DPO: Direct Preference Optimization — Alignment Without a Reward Model
Stanford's 2023 paper simplifying RLHF into a single classification objective. How DPO replaced PPO in most open-source fine-tuning pipelines — and the tradeoffs vs. RLHF.
RLHF works. But RLHF is complicated. It requires training a separate reward model, then using PPO to fine-tune the policy against it — with a KL penalty to prevent reward hacking, and careful hyperparameter tuning to keep PPO stable. A three-stage pipeline with multiple places to fail.
In May 2023, Rafael Rafailov and colleagues at Stanford published 'Direct Preference Optimization: Your Language Model is Secretly a Reward Model'. The RLHF objective could be reformulated as a simple classification problem: one fine-tuning pass, no separate reward model, no PPO. DPO is now the dominant alignment method for open-source models.
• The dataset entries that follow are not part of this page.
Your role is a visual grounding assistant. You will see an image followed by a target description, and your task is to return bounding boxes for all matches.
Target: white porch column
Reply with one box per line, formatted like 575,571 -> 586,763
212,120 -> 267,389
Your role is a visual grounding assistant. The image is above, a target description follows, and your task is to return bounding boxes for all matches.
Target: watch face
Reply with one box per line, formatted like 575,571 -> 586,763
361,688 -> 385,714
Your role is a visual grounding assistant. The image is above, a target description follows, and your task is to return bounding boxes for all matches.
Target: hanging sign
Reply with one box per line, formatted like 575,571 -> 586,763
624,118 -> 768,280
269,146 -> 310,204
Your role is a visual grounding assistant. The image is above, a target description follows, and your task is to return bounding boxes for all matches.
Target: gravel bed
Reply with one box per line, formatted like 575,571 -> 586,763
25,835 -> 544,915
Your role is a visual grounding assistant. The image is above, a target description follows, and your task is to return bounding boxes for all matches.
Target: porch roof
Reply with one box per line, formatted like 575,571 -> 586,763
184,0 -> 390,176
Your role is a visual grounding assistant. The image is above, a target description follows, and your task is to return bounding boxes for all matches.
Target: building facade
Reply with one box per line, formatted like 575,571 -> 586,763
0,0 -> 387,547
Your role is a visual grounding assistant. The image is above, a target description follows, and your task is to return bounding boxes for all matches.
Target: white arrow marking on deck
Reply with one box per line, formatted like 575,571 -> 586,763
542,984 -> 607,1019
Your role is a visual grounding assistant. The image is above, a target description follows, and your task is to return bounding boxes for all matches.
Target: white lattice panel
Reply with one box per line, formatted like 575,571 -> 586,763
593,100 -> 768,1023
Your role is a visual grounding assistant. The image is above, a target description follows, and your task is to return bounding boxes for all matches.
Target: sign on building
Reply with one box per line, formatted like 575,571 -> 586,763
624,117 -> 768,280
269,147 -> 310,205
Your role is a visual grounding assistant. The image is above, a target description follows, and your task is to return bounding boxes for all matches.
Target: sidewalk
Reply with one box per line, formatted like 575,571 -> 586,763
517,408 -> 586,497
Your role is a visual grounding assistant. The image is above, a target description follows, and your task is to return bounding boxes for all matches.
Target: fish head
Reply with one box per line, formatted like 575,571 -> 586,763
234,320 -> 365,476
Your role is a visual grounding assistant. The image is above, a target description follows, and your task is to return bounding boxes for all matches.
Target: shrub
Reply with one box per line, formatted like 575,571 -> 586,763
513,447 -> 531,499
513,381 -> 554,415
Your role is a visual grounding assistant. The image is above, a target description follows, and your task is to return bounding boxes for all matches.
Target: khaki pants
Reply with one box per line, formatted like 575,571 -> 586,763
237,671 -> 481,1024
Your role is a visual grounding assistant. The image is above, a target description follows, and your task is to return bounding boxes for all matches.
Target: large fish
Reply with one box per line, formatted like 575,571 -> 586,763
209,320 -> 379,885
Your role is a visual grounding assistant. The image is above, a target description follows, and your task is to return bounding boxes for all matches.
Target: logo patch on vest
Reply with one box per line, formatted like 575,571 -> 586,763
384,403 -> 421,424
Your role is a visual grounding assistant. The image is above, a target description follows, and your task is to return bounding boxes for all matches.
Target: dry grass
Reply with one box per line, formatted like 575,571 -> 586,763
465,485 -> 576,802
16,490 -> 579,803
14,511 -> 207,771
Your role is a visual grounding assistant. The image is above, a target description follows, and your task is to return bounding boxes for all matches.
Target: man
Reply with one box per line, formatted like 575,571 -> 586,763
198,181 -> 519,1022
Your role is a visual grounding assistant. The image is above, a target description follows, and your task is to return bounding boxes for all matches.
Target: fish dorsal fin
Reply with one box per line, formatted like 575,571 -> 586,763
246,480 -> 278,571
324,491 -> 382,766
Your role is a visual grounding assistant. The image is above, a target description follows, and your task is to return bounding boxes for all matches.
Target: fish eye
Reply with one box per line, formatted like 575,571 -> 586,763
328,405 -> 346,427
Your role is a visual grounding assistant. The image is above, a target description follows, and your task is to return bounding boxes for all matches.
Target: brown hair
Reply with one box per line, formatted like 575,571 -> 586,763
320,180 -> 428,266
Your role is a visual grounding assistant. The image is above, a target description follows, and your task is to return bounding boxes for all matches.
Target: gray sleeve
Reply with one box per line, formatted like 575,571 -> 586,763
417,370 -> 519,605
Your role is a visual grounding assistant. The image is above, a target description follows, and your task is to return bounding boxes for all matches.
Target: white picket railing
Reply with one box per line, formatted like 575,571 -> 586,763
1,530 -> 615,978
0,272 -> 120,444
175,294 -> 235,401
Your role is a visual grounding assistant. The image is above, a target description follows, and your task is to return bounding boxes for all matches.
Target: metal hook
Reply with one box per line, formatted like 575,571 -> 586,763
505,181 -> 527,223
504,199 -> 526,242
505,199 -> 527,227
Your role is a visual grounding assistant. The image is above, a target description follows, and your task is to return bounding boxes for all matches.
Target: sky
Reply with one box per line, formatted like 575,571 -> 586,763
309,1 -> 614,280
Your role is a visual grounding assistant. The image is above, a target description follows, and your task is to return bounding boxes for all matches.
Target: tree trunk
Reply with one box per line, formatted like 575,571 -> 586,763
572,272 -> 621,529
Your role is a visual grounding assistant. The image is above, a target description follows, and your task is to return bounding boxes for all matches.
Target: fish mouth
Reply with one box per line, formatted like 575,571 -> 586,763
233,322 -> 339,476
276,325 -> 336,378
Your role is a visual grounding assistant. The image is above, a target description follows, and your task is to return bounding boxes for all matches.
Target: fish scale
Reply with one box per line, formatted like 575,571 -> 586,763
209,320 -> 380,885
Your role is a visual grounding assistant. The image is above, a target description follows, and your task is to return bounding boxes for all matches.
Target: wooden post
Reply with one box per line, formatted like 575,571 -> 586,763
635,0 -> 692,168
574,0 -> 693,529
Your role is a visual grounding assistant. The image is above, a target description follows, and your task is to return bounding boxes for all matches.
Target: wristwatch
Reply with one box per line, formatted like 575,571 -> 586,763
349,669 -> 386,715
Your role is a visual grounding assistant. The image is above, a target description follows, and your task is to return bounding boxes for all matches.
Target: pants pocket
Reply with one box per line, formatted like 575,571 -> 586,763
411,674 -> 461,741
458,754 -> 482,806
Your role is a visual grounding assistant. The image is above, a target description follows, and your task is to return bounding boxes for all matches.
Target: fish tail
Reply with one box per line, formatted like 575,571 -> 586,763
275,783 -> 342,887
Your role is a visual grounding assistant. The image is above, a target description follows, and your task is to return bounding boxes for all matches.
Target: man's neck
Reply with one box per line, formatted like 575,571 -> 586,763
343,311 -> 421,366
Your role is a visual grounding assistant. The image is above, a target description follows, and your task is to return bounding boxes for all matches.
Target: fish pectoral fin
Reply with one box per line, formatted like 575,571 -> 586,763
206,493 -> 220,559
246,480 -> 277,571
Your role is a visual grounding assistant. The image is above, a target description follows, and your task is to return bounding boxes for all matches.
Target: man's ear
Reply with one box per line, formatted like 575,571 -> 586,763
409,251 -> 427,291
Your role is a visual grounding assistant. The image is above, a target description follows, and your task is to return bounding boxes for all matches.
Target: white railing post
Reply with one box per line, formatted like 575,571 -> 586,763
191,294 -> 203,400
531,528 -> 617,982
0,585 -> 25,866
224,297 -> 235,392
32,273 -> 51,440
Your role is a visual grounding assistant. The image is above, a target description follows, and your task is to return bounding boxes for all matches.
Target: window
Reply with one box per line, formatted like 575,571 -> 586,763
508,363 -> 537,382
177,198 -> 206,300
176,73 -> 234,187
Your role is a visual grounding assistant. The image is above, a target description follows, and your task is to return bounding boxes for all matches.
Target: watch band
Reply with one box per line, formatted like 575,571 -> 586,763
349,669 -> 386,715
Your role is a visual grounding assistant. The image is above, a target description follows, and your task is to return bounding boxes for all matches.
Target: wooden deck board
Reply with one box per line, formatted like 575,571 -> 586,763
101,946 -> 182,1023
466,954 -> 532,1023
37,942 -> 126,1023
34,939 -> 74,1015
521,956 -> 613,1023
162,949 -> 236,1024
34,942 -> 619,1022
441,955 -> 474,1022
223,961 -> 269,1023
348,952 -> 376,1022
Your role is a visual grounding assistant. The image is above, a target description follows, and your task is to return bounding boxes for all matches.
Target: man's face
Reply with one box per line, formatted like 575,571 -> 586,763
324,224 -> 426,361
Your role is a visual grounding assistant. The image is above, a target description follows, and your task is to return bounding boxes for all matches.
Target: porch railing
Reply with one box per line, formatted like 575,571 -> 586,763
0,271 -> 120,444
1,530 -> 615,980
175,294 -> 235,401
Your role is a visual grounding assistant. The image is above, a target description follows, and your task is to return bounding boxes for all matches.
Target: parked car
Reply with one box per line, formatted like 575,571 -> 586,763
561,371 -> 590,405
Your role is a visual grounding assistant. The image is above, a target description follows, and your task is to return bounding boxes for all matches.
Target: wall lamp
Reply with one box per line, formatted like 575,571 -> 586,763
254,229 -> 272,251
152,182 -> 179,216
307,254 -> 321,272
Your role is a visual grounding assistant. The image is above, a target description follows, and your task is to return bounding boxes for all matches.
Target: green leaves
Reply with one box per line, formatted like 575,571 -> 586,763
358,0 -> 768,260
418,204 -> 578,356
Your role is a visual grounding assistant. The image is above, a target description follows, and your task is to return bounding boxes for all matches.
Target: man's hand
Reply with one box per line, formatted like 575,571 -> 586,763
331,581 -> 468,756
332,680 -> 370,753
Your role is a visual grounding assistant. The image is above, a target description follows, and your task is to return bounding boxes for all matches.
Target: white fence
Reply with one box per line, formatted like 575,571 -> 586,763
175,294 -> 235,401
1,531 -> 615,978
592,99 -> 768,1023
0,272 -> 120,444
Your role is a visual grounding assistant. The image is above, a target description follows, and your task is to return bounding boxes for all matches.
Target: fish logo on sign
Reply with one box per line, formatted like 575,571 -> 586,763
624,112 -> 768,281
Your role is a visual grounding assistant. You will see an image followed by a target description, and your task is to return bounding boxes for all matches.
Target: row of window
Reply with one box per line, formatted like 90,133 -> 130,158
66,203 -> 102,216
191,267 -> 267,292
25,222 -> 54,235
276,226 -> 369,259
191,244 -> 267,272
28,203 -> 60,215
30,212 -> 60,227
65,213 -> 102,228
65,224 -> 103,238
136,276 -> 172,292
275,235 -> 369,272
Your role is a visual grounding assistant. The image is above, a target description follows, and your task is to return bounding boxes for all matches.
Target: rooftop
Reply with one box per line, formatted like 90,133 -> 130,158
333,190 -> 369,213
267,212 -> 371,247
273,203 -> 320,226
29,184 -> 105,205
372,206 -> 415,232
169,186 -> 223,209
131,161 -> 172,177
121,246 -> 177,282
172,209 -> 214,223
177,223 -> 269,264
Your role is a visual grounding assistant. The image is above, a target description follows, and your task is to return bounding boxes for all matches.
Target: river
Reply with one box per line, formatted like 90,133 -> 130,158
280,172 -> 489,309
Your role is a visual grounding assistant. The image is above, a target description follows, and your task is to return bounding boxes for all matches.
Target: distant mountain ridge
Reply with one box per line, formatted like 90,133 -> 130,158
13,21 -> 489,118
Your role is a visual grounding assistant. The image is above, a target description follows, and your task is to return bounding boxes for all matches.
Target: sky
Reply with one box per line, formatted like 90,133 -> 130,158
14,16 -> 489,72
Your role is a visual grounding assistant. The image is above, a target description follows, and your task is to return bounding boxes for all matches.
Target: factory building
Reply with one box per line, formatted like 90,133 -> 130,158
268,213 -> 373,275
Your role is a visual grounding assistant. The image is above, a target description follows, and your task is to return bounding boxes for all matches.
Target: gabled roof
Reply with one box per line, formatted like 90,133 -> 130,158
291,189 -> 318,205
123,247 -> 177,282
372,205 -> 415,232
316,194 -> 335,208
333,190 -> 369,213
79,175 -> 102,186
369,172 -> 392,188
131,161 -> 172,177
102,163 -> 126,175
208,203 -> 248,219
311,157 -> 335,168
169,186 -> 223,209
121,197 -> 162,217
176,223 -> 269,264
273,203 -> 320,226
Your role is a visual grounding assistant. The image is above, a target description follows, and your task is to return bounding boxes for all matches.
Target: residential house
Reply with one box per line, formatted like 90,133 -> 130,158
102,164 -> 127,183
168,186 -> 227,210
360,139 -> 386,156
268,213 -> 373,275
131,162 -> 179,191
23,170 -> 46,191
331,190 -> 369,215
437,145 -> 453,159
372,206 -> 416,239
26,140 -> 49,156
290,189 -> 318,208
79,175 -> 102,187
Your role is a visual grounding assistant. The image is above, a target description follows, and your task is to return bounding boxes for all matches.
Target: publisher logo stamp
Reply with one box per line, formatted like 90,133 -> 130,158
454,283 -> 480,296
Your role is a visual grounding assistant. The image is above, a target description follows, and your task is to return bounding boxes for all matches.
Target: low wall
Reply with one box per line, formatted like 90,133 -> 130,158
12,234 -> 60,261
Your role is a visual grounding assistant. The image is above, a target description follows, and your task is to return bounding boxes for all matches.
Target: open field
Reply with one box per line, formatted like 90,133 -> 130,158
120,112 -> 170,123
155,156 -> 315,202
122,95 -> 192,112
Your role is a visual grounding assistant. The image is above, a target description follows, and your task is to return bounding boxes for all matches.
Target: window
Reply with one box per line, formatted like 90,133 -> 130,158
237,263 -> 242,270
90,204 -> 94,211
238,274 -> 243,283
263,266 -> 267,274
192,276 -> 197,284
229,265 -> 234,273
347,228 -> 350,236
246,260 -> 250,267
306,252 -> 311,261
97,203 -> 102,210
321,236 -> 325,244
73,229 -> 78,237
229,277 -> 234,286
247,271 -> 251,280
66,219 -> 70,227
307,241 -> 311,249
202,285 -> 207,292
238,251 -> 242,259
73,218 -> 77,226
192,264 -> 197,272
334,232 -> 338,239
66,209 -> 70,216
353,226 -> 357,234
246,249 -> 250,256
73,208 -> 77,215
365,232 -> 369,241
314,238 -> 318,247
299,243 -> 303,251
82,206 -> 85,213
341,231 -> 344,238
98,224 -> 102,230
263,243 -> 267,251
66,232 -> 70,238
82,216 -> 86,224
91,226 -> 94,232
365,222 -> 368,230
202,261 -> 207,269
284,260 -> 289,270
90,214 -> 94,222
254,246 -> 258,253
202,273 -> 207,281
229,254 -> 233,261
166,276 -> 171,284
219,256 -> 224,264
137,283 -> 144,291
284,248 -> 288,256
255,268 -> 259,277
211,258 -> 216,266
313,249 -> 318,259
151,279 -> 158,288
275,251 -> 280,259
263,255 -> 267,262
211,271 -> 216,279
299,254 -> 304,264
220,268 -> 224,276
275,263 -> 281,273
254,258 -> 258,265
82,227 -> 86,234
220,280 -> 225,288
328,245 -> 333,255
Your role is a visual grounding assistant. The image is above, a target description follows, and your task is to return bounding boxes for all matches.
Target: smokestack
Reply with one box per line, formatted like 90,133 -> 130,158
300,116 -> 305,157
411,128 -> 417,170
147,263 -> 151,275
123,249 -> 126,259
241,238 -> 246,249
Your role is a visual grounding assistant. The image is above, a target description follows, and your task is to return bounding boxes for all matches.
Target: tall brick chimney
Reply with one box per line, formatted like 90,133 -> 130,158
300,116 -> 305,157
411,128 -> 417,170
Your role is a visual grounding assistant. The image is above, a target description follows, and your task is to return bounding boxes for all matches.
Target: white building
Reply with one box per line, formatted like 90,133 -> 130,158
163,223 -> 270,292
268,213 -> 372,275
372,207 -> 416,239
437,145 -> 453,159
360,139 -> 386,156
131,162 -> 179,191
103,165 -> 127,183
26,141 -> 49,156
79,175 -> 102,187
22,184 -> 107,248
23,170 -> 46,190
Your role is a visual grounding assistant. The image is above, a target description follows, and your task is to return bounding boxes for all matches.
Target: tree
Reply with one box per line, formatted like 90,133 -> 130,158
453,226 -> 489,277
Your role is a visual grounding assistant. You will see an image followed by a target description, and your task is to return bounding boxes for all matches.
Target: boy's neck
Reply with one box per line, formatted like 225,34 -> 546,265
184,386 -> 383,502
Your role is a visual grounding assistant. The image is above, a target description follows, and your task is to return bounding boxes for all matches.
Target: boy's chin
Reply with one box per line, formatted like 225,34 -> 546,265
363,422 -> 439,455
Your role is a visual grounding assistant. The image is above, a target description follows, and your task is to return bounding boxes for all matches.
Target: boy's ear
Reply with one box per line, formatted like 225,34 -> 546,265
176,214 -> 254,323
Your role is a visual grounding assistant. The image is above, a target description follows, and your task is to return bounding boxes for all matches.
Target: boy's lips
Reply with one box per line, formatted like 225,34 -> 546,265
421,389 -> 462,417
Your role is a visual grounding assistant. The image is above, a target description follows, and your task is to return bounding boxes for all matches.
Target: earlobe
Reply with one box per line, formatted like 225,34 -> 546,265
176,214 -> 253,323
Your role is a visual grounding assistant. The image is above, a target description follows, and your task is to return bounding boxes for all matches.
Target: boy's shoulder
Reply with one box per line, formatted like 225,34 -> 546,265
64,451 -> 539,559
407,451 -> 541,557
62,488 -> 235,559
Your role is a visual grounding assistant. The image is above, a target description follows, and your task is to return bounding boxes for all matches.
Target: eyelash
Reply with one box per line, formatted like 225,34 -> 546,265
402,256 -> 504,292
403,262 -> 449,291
The key mathematical insight
In RLHF, you train a reward model and use it to fine-tune the policy. The constrained RLHF objective has a known closed-form solution — rearranging it shows the reward can be expressed in terms of policy probabilities directly. The policy IS implicitly a reward model. You don't need to train a separate one.
RLHF: three stages (SFT → reward model → PPO)
DPO insight: reward = β · log[ π(y|x) / π_ref(y|x) ]
DPO loss (binary cross-entropy on preference pairs):
L = −log σ(
β·log[π(y_w|x)/π_ref(y_w|x)] ← push up probability of chosen response
− β·log[π(y_l|x)/π_ref(y_l|x)] ← push down probability of rejected response
)
One fine-tuning pass. No PPO. No reward model.
DPO directly trains the policy to assign higher probability to preferred responses relative to the reference policy. The preference signal is baked into a single classification loss — no reinforcement learning required.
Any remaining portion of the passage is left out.